What he said was the truth, and I knew it. I knew that the gale was only just beginning, and that no boat could live through it for another hour. And then one of the devils loose on that All Souls Eve, or perhaps it was my own devil inside of me, put a new evil thought into my heart: making clear to me how I might get rid of Jan for good and all, and without its ending in my losing my head or in my losing Magali by being sent overseas. It was a chance, to be sure, and full of danger. But just then I was ready for any danger or for any chance.

"THE OTHERS WERE UPCAST ON THE ROCKS"

"Lie down in the bottom of the boat, Magali," I called sharply. "That is the safest place for you. We are going about."

I spoke the truth to Magali; but, also, I did not want her to see what happened. She did what I told her to do, and then I began to wear the boat around. How I did it without swamping, I do not know. Perhaps the devils of All Souls Eve held up my mast through the black moments while we lay wallowing in the trough of the sea. But I did do it; and when I was come about I headed straight for Jan's boat—lying dead to leeward of me, not twenty yards away. The clouds thinned suddenly and almost the full light of the moon was with us. We could see each other's faces plainly—and in mine he saw what I meant to do.

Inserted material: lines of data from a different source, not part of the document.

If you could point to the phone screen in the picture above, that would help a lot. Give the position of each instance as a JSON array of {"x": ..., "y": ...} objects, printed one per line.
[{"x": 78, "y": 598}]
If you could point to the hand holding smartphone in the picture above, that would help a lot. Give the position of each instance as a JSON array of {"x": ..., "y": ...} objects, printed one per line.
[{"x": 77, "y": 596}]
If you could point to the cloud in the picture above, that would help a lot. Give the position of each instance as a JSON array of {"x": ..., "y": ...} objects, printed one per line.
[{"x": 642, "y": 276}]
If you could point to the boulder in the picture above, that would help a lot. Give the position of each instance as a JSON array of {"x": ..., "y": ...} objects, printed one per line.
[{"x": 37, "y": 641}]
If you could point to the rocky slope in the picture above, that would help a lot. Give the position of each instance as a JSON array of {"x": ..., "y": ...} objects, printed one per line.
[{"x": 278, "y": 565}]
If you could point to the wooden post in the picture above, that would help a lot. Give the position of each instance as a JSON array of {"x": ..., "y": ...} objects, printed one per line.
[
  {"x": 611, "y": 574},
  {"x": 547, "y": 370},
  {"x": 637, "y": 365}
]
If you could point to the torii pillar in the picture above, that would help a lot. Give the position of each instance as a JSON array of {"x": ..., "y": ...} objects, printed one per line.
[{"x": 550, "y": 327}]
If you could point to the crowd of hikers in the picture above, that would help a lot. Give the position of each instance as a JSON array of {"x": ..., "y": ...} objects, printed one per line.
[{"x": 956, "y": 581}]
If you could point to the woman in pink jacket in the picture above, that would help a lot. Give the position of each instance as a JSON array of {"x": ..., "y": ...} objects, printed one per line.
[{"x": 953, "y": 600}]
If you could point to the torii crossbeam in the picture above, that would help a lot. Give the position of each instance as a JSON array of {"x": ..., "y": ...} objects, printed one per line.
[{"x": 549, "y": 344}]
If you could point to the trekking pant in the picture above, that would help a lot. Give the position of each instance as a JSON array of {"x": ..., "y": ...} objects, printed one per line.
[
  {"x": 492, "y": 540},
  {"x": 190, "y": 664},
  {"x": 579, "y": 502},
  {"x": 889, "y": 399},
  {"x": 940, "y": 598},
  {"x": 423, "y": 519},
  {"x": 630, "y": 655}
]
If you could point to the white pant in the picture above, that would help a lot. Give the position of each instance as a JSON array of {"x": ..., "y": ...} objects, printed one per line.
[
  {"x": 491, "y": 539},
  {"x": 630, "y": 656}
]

"It will be all of us together, Marius!" he called to me. "Do you want to murder Magali too?"

But I did not believe that it would be all of us together: for I knew that his boat was an old one, and that mine was new and strong. And, also, the devils had me in their hold. The gale was behind me, driving me down upon him like a thunder-bolt. As I shot close to him the moon shone out full for a moment through a rift in the clouds. In that moment I saw his face clearly. The moonlight gleamed on it. It was a ghastly dead white. But I do not suppose that it was for himself that he was afraid. Jan was not a coward, or he would not have jumped after me when I was drowning in the stormy sea.

Once more he called to me. "Marius! For the sake of Magali—"

And then there was a crashing and a rending of planks as I shot against his boat, and a sudden upspringing of my own boat under me. And after that, for a long while, a roaring of water about me, and my own body tumbled and thrust hither and thither in it, and at last a blow which seemed to dash me down into a vast black depth that was all buzzing with little blazing stars.

But the others were upcast on the rocks dead.